Grocery Aisle/Cart Ettiquite? [DTW]
A couple of weeks ago I decided to make a significant change in what I
eat, how much I eat and to began exercising every day. If I sustain the
trajectory of the past three weeks, by August, I will need to change my
callsign from Rain to Mist. (Mist sounds better than Drizzle.)
To aid my incredible shrinking man drill, I have resumed doing my own
grocery shopping after a 25+ year lull. I spend most of my money at the
neighborhood Mediterranean grocery. They offer a wide selection of
salads that are very different in taste(s) and texture(s) that keep my
meals from becoming boring slogs in [cough] healthy eating.
But I've been away from the grocery aisles for a very long time; and
after today's trip, I wonder if perhaps I am overly territorial when it comes
to grocery aisle/cart ettiquite. The counter worker at the salad case gave
me an odd look, then shrug/turn of her head. I take her cue ...
... and see a 40-something with 5 year-old child rifling thru my cart,
closely examining the contents. Odd. Then, he pops the lid off of one
of the deli containers takes a sniff, "this smells good!" and offers it to his
kid for a whiff. The kids turns up his nose at the garlic baby brussel
sprouts. Dad puts the lid back on, returns it to my cart, then tries another.
I. Am. Speechless.
By the time I can return to my cart, he's opened and group sniff'd three
items. I take the containers he has opened, from my cart, and place
them in his cart. He gives me puzzled look and says, "I don't want those."
I reply, "when you broke the deli sticker/seal, you bought'm," and depart
Am I being unreasonably territorial? (I know that I'm an olde fart. But not
yet so olde that the govt has taken away my twice/month access to pilot
their aerial play toys.) But if I don't get my BMI down; they're gonna
take away my toys!
To the counter worker's credit, she chased me to the checkout and
offered fresh replacements.
You reacted in a highly reserved fashion, IMHO. I would have stopped the guy -- just if I saw someone rifling through my cart! "Excuse me... CAN I HELP YOU?!" Opening my deli containers and sniffing???? Are you kidding me?

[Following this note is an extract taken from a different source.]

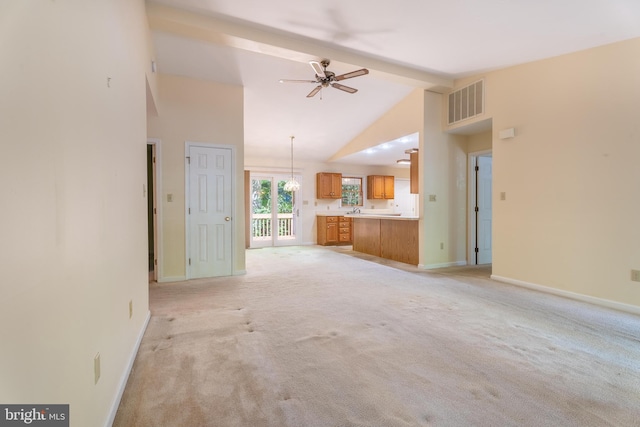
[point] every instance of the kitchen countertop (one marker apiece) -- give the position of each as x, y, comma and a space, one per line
382, 215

I would have ripped this guy a new one. LOUD. No question.
I am not blaming the store. As I mentioned; kudos for the salad
counter worker who chased me to check-out and offered me
I was simply astonished by the behavior of the adult/parent
of the 5 year-old.
I only share this tome here, because I wondered if, perhaps,
social norms have changed since I last *frequented* grocery
aisles. I must admit; that I supressed my impulse to snap his
Wow. Just...*wow*. Un-freaking-real. That there? What you've described? That's "Twilight Zone" territory, that. You, sir, are *far* more gracious than I am/would have been.
It is *never* acceptable to go into someone else's cart without their ABSOLUTE PERMISSION TO DO SO. I don't care if you're five years old, fifty years old, or suffering from Alzheimer's. It just isn't *done*.
I'd have looked at the employee, asked *them*, "Are you seeing this? Do you expect me to *purchase* any of this?" and started walking to the door, with *nothing* being purchased. If they want that idiot's money more than mine, I'll buy *elsewhere*, and they'll darned well know it.
At that point, it's the employee's job to escort them freaking OUT THE DOOR.
I cannot believe you were as subdued as you were. I'd have been confrontational and calling for a manager right then and there. Unbelievable.